Johnson v. United States
Johnson v. United States marks another return to the Court over the application of the Armed Career Criminal Act. This case considers whether the “mere possession of a short-barreled shotgun should be treated as a violent felony under the Armed Career Criminal Act.” The lower court ruled against Johnson, finding that it did qualify.
On appeal, both the FantasySCOTUS crowd, and {Marshall}+ forecast a unanimous reversal, and overall victory for the government.
Yates v. United States
Yates, who threw away small fish he was not allowed to capture, was prosecuted for a violation of the Sarbanes-Oxley Act. This case asks whether he “was deprived of fair notice that destruction of fish” would be a “tangible objection.”
The predictions for Yates are almost entirely out of phase. The crowd expects an 8-1 Affirm, in other words, an overwhelming victory for the government. The algorithm expects a 9-0 reversal, giving Yates a complete victory.

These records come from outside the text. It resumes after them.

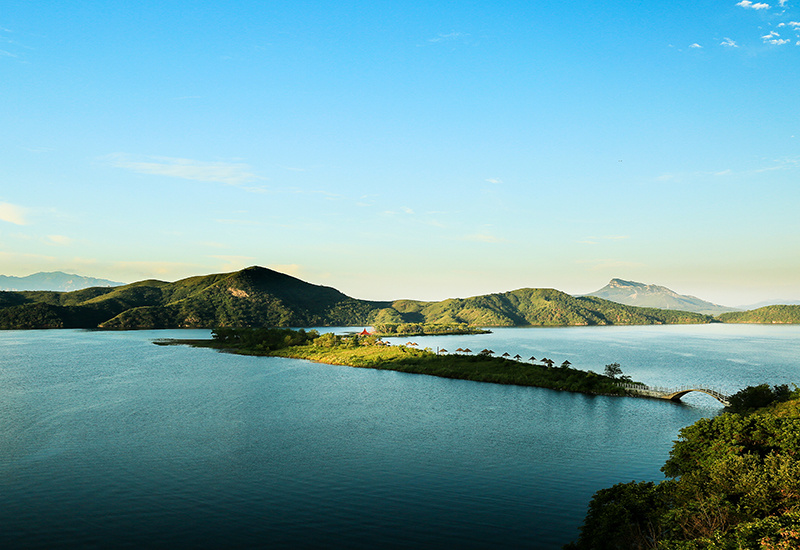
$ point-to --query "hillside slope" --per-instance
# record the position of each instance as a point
(642, 295)
(788, 314)
(257, 296)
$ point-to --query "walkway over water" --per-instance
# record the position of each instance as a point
(674, 394)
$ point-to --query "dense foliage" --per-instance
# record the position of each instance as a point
(768, 314)
(371, 352)
(257, 297)
(734, 485)
(421, 329)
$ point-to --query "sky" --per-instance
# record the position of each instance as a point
(393, 149)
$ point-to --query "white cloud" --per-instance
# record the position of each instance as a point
(773, 38)
(12, 213)
(752, 6)
(483, 238)
(221, 172)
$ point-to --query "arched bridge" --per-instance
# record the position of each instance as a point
(674, 394)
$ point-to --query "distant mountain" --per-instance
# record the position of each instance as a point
(775, 314)
(642, 295)
(257, 296)
(770, 303)
(55, 281)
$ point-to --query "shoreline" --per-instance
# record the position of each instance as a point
(476, 368)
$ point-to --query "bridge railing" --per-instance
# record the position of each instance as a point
(664, 391)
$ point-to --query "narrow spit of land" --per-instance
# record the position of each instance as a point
(372, 352)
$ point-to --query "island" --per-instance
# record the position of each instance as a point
(370, 351)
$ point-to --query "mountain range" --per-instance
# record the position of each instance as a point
(638, 294)
(54, 280)
(258, 296)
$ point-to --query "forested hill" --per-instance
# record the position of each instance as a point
(768, 314)
(257, 296)
(531, 306)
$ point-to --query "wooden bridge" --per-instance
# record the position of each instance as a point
(674, 394)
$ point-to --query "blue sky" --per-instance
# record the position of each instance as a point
(406, 149)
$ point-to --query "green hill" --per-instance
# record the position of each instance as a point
(257, 296)
(537, 307)
(769, 314)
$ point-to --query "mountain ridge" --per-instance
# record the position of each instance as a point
(633, 293)
(56, 281)
(257, 296)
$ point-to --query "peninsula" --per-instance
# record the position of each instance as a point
(371, 352)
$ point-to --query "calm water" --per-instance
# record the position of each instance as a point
(107, 440)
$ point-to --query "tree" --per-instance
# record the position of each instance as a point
(613, 370)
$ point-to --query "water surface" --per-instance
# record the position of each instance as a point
(108, 440)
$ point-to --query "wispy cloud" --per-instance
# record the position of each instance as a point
(774, 38)
(449, 37)
(13, 213)
(483, 238)
(596, 240)
(228, 173)
(59, 240)
(608, 263)
(753, 6)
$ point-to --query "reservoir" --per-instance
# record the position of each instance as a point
(107, 440)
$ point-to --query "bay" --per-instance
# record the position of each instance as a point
(107, 440)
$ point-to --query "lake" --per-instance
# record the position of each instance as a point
(107, 440)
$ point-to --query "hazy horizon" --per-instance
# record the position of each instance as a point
(403, 150)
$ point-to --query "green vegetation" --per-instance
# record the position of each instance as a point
(422, 329)
(734, 485)
(257, 296)
(371, 352)
(767, 315)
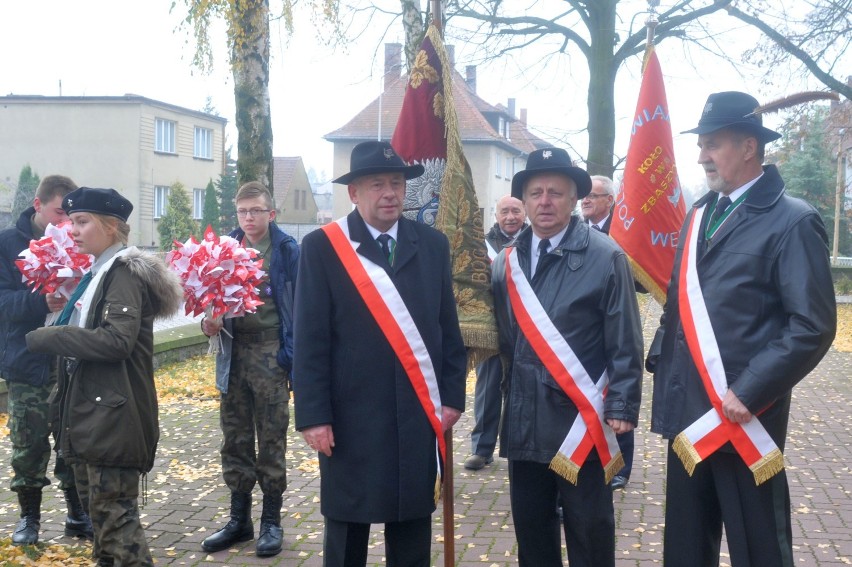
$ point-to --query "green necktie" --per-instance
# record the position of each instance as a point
(388, 245)
(65, 315)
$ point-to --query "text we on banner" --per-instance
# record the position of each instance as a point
(649, 210)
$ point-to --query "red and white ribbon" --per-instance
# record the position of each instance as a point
(391, 314)
(712, 430)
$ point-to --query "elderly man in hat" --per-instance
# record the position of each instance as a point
(750, 311)
(569, 328)
(379, 367)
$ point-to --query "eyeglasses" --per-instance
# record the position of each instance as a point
(243, 213)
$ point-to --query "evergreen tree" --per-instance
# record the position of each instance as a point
(227, 192)
(806, 159)
(210, 216)
(25, 193)
(177, 223)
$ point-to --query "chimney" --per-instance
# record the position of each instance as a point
(393, 62)
(470, 79)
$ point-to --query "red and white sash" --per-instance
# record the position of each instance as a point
(589, 428)
(712, 430)
(391, 314)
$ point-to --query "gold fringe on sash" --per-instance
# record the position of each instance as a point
(565, 468)
(764, 469)
(612, 468)
(768, 466)
(686, 453)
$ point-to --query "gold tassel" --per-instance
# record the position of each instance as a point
(768, 466)
(793, 100)
(686, 453)
(612, 468)
(563, 466)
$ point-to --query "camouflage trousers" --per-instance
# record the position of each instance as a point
(29, 431)
(111, 497)
(255, 410)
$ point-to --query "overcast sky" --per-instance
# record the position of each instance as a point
(109, 48)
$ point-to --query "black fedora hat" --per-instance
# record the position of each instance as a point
(369, 158)
(101, 201)
(733, 109)
(551, 160)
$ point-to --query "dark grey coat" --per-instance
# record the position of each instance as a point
(383, 465)
(767, 286)
(586, 286)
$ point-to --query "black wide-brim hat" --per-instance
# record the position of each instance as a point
(101, 201)
(370, 158)
(551, 160)
(732, 109)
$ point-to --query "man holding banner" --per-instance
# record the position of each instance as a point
(379, 365)
(750, 312)
(569, 327)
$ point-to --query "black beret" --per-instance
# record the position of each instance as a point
(101, 201)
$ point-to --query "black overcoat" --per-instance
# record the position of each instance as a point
(383, 465)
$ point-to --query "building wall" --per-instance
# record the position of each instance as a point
(107, 143)
(298, 206)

T-Mobile South, LLC v. City of Roswell
This case concerns whether the City of Roswell’s document, denying T-Mobile the ability to build a cellular tower, “but provid[ed] no reasons whatsoever for the denial, can satisfy this statutory ‘in writing’ requirement.”
The crowd and algorithm are in total agreement that the Court will reverse. The only votes out of sync are those of Justices Thomas and Alito. FantasySCOTUS expects both to affirm. T-Mobile is likely going to win.
M&G Polymers USA, LLC v. Tackett
This Labor Management Relations Act case aims to resolve a three-way circuit split over the “duration of retiree health-care benefits.” The 6th Circuit ruled against M&G Polymers, holding that “silence” should be presumed to “means the parties intended those benefits to vest (and therefore continue indefinitely).”
For this case, the crowds and algorithm agree on the votes of the liberal Justices, but none of the conservatives. The former forecasts a 5-4 victory for Tacket, while the later predicts a complete victory for M&G Polymers.
Alabama Democratic Conference v. Alabama
This case poses a complicated Voting Rights Act issue concerning whether a redistricting “amounted to an unconstitutional racial quota and racial gerrymandering.” The crowd predicts a victory for the state along conventional 5-4 lines. The algorithm forecasts a unanimous reversal in favor of the challengers.
Alabama Legislative Black Caucus v. Alabama
The results for the crowd and algorithm are the same for the companion case.
Comptroller v. Wynne
In this case, the Court will decide if the Constitution “prohibit[s] a state from taxing all the income of its residents-wherever earned-by mandating a credit for taxes paid on income earned in other states.” The crowd expects a 5-4 victory for Wynne, the taxpayer. The algorithm expects a unanimous reversal in favor of the government, finding the taxation was permissible.